Sunday night is the night when the 81st Academy Awards will be announced at the Kodak Theater in Hollywood. Tucked in among the Oscars for Best Actor, Best Actress and Best Picture will be an important but lesser-known category: Best Original Score. Film-music specialist Andy Trudeau has come in to discuss the nominees every year since the 68th Academy Awards.
The rules for the nominated scores seem to change every year. Last year, studios were told not to send recordings of the nominated scores to Oscar voters — a move Trudeau assumes was made so that voters would make their decisions based on how the music works within the context of the film.
This year, however, sending recordings is acceptable.
"I guess someone decided that hearing the music is a good thing," Trudeau says. "Works for me, but we'll see what happens when Oscar 82 rolls around."
Noticeably absent from this year's list of nominees is the score for The Dark Knight, written mostly by Hans Zimmer and James Newton Howard. The Academy gatekeepers originally counted up the number of composers who had a piece of the score and decided that there were too many cooks in the kitchen. After a second listen, it was determined that Zimmer and Howard wrote enough to make the score eligible for nomination, but the honor was not awarded after all.
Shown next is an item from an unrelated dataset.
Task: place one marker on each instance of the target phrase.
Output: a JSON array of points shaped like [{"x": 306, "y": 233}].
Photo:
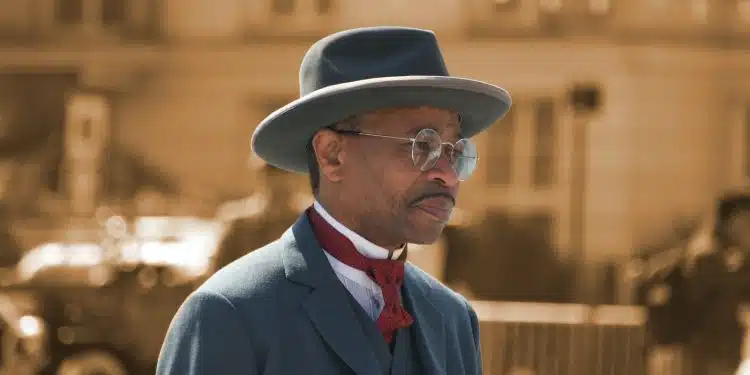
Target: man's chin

Last year, Trudeau's pick for best score (Atonement, written by Dario Marinelli), took home the statuette. We'll find out tonight if his pick — Alexandre Desplat's score for The Curious Case of Benjamin Button — has the same success.
"Call me old-fashioned, but if I had a ballot, I'd go for a score with strong melodies, crystalline orchestration; one that takes us on an emotional journey," Trudeau says.